- Theatrical release poster
- Directed by: Jose Javier Reyes
- Written by: Jose Javier Reyes
- Produced by: Lily Y. Monteverde
- Starring: Klaudia Koronel; Hazel Espinosa; Ana Capri; Daria Ramirez; Marcus Madrigal; Simon Ibarra; Nikka Valencia; Oliver Hartmann; Martin Gonzalo; Paolo Rivero;
- Cinematography: Eduardo Jacinto
- Edited by: Vito N. Cajili
- Music by: Jesse Lucas
- Production company: Available Light
- Distributed by: Regal Entertainment
- Release date: March 7, 2001;
- Running time: 110 minutes
- Country: Philippines
- Language: Filipino

= Live Show (film) =

Live Show, originally titled Toro, is a Philippine erotic drama film written and directed by Jose Javier Reyes.

Produced by Available Light Productions and distributed by Regal Entertainment, the film was first screened in Germany at the 50th Berlin International Film Festival on February 11, 2000.

==Synopsis==
The film depicts the lives of poverty-stricken young men and women, called torero and torera, forced to the trade of performing live fornication on stage of Manila's nightclubs in exchange for money.

==Cast==

- Klaudia Koronel as Gigi
- Hazel Espinosa as Sandra
- Ana Capri as Rosita
- Daria Ramirez as Elma
- Marcus Madrigal as Jojo
- Simon Ibarra as Vio
- Nikka Valencia as Liza
- Oliver Hartmann as Jake
- Martin Gonzalo as Danny
- Paolo Rivero as Rolly

==Release==

===Name change===
In 2000, Movie and Television Review and Classification Board chairman Armida Siguion-Reyna ordered a ban on Live Show. After the first ban was imposed, a "second (expanded) review committee" was created and subsequently overruled the decision and voted to give the producer, Regal Films, the permit to exhibit.

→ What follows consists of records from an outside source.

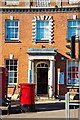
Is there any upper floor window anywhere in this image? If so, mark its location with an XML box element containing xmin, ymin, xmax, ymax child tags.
<box><xmin>5</xmin><ymin>0</ymin><xmax>19</xmax><ymax>5</ymax></box>
<box><xmin>69</xmin><ymin>0</ymin><xmax>80</xmax><ymax>4</ymax></box>
<box><xmin>36</xmin><ymin>21</ymin><xmax>50</xmax><ymax>40</ymax></box>
<box><xmin>6</xmin><ymin>20</ymin><xmax>19</xmax><ymax>40</ymax></box>
<box><xmin>5</xmin><ymin>60</ymin><xmax>18</xmax><ymax>84</ymax></box>
<box><xmin>67</xmin><ymin>61</ymin><xmax>79</xmax><ymax>86</ymax></box>
<box><xmin>32</xmin><ymin>16</ymin><xmax>54</xmax><ymax>43</ymax></box>
<box><xmin>36</xmin><ymin>0</ymin><xmax>50</xmax><ymax>7</ymax></box>
<box><xmin>68</xmin><ymin>20</ymin><xmax>80</xmax><ymax>40</ymax></box>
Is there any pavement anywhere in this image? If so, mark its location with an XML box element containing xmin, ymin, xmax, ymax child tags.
<box><xmin>1</xmin><ymin>99</ymin><xmax>80</xmax><ymax>120</ymax></box>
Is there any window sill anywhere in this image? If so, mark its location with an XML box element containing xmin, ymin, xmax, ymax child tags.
<box><xmin>33</xmin><ymin>40</ymin><xmax>53</xmax><ymax>43</ymax></box>
<box><xmin>67</xmin><ymin>85</ymin><xmax>79</xmax><ymax>89</ymax></box>
<box><xmin>8</xmin><ymin>83</ymin><xmax>17</xmax><ymax>88</ymax></box>
<box><xmin>5</xmin><ymin>40</ymin><xmax>21</xmax><ymax>43</ymax></box>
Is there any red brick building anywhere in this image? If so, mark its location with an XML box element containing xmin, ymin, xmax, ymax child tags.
<box><xmin>0</xmin><ymin>0</ymin><xmax>80</xmax><ymax>97</ymax></box>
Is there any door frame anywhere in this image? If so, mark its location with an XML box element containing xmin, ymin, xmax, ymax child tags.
<box><xmin>35</xmin><ymin>61</ymin><xmax>49</xmax><ymax>95</ymax></box>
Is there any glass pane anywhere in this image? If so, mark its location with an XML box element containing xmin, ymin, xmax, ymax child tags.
<box><xmin>14</xmin><ymin>66</ymin><xmax>17</xmax><ymax>71</ymax></box>
<box><xmin>10</xmin><ymin>66</ymin><xmax>14</xmax><ymax>70</ymax></box>
<box><xmin>6</xmin><ymin>60</ymin><xmax>9</xmax><ymax>66</ymax></box>
<box><xmin>8</xmin><ymin>78</ymin><xmax>14</xmax><ymax>83</ymax></box>
<box><xmin>14</xmin><ymin>78</ymin><xmax>17</xmax><ymax>83</ymax></box>
<box><xmin>8</xmin><ymin>71</ymin><xmax>14</xmax><ymax>78</ymax></box>
<box><xmin>10</xmin><ymin>60</ymin><xmax>13</xmax><ymax>65</ymax></box>
<box><xmin>14</xmin><ymin>60</ymin><xmax>17</xmax><ymax>65</ymax></box>
<box><xmin>15</xmin><ymin>21</ymin><xmax>18</xmax><ymax>26</ymax></box>
<box><xmin>14</xmin><ymin>72</ymin><xmax>17</xmax><ymax>77</ymax></box>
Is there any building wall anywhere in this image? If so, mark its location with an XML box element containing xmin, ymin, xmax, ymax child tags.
<box><xmin>0</xmin><ymin>1</ymin><xmax>79</xmax><ymax>94</ymax></box>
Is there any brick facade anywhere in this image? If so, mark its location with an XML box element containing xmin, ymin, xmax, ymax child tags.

The film, however, was not shown in public theaters in the Philippines until the second week of March 2001 after its original name, Toro, which means pay-per-view sex in local slang, was changed.

===Ban===
Live Show created a public outcry in the Philippines. The Catholic Church severely criticized the Philippine government for allowing the screening of the film, which shows upper frontal nudity. After running for about two weeks, then President of the Philippines Gloria Macapagal Arroyo suspended Live Shows run in theaters and ordered the creation of an appeals committee, which includes representative of Macapagal-Arroyo and the film industry, to screen a review.

The banning of Live Show triggered a debate over the freedom of expression and the role of the Roman Catholic Church in the Philippines. On March 22, 2001, Nicanor Tiongson, Siguion-Reyna's successor, resigned from his post, and accused the Church and Macapagal-Arroyo of religious bigotry. He was replaced by Alejandro Roces.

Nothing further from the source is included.